If you say, “What will we eat in the seventh year if we do not sow and gather our produce?” I will command my blessing for you in the sixth year so that it may yield the produce for three years

In the chapter where these verses are found, God is explaining the need for Sabbath years. Basically every seventh year  Israel was commanded to not plant or harvest, but to live off of their reserves and trust it would last. 

It's a crazy-sounding request in a land where harvests were not always reliable. Sometimes people barely lasted a year, even on the food they'd just harvested! So it's natural that people would object to being asked to go that far out on a limb. If you look at the budget and there's not enough, it's foolish not to say something, right?

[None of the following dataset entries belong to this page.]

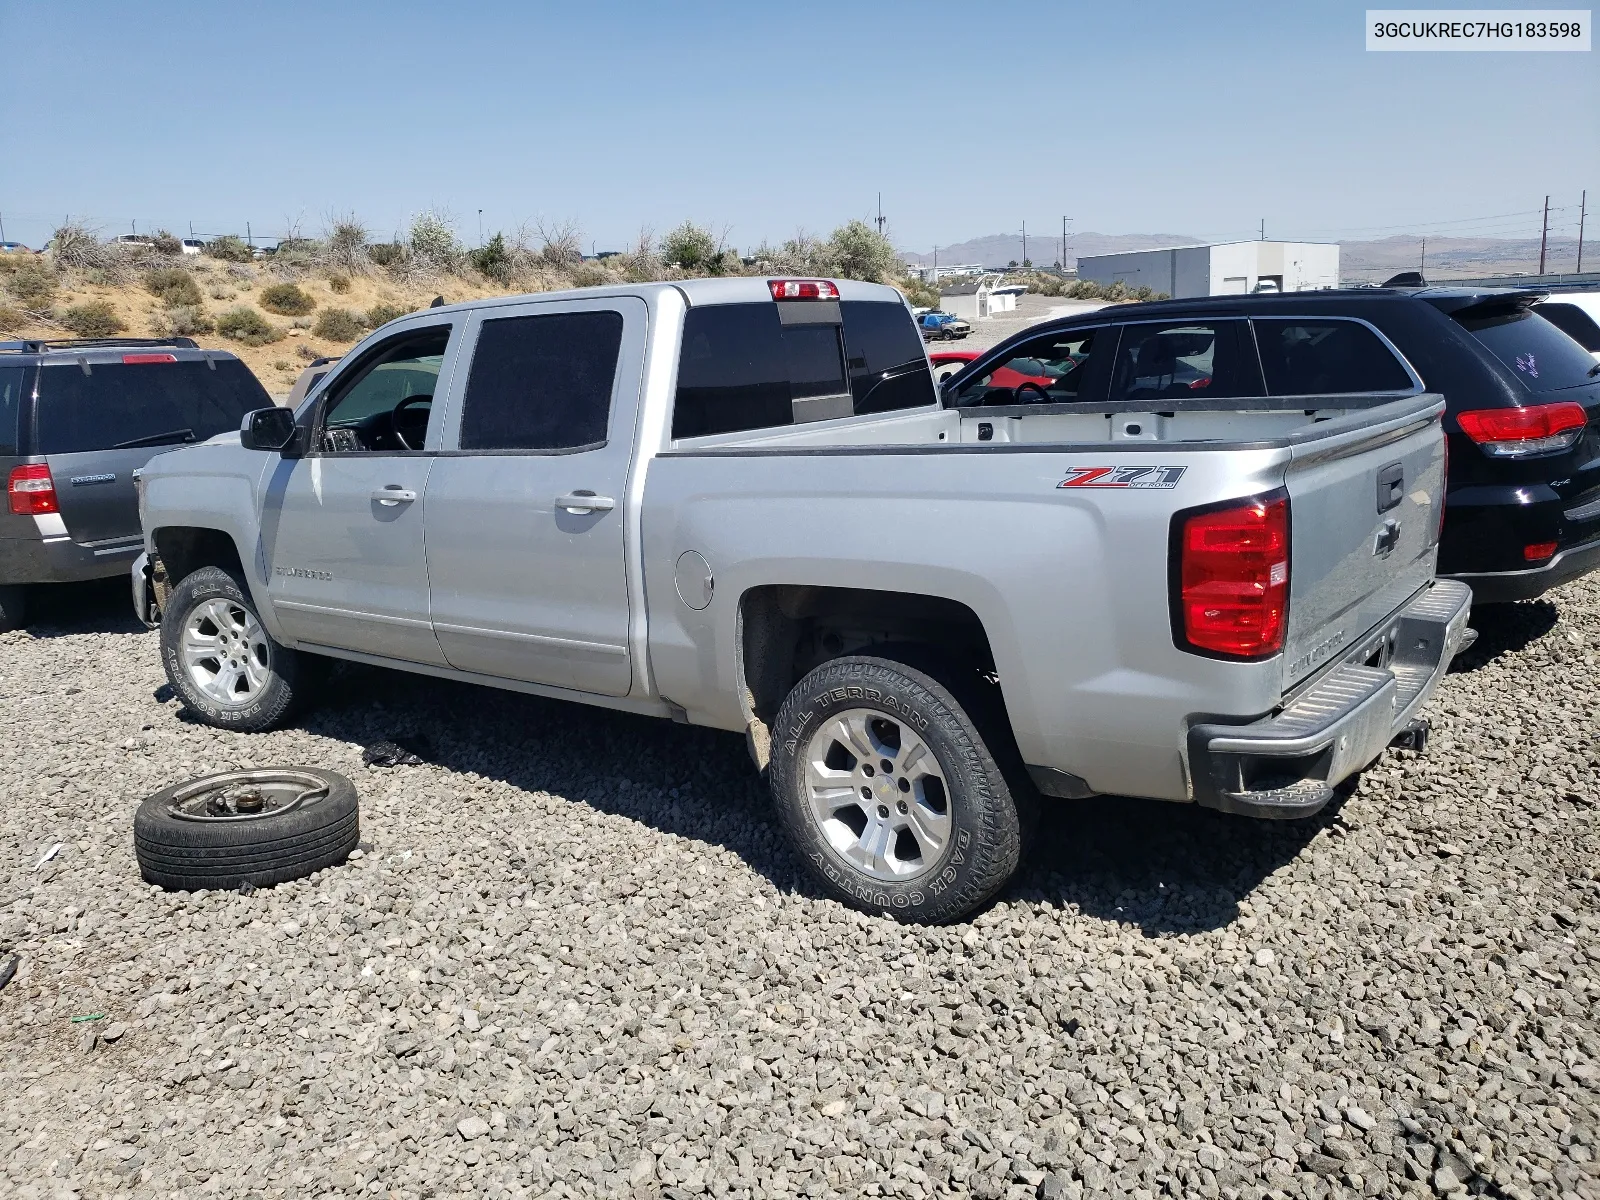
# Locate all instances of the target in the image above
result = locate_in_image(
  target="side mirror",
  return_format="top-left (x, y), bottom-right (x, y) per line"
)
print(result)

But God answers Israel's reasonable objections with a promise to provide everything they need in their obedience. Compare that to how Pharaoh met Israel's objections when they came to him in Exodus 5:15-19:

Then the foremen of the sons of Israel came and cried out to Pharaoh, saying, “Why do you deal this way with your servants? There is no straw given to your servants, yet they keep saying to us, ‘Make bricks!’ And behold, your servants are being beaten; but it is the fault of your own people.” But he said, “You are lazy, very lazy; therefore you say, ‘Let us go and sacrifice to the Lord.’ So go now and work; for you will be given no straw, yet you must deliver the quota of bricks.” The foremen of the sons of Israel saw that they were in trouble because they were told, “You must not reduce your daily amount of bricks.” 

God is not like Pharaoh. He doesn't take from us. He provides.

God is interested in our participation, our obedience to his commands. He is partnering with us. He trusts us with small details of his plan for the universe, and in return he wants our actions to show that we also trust him.
 
He is like a rich man who invites us to dinner and hands us money to go pick up some bread on the way there. Could you call that an outrageous burden if he's already providing everything else, and even pays for you to do the tiny part you were asked to do? God is the complete opposite of the tyrant Pharaoh!

We should understand this principle when God asks something of us that seems impossible. He is not a cruel task master. Quite the opposite! He is willing to provide us with everything we lack so we can benefit in eternity. 
 
So, instead of asking "How will we eat if we can't provide it ourselves," trust that God has already made a way. He has a path, just for you. You follow it by trusting him and doing what he asks. His promise to Israel is a promise to us as we step out in faith and follow him. His blessing will cover all of our needs and more.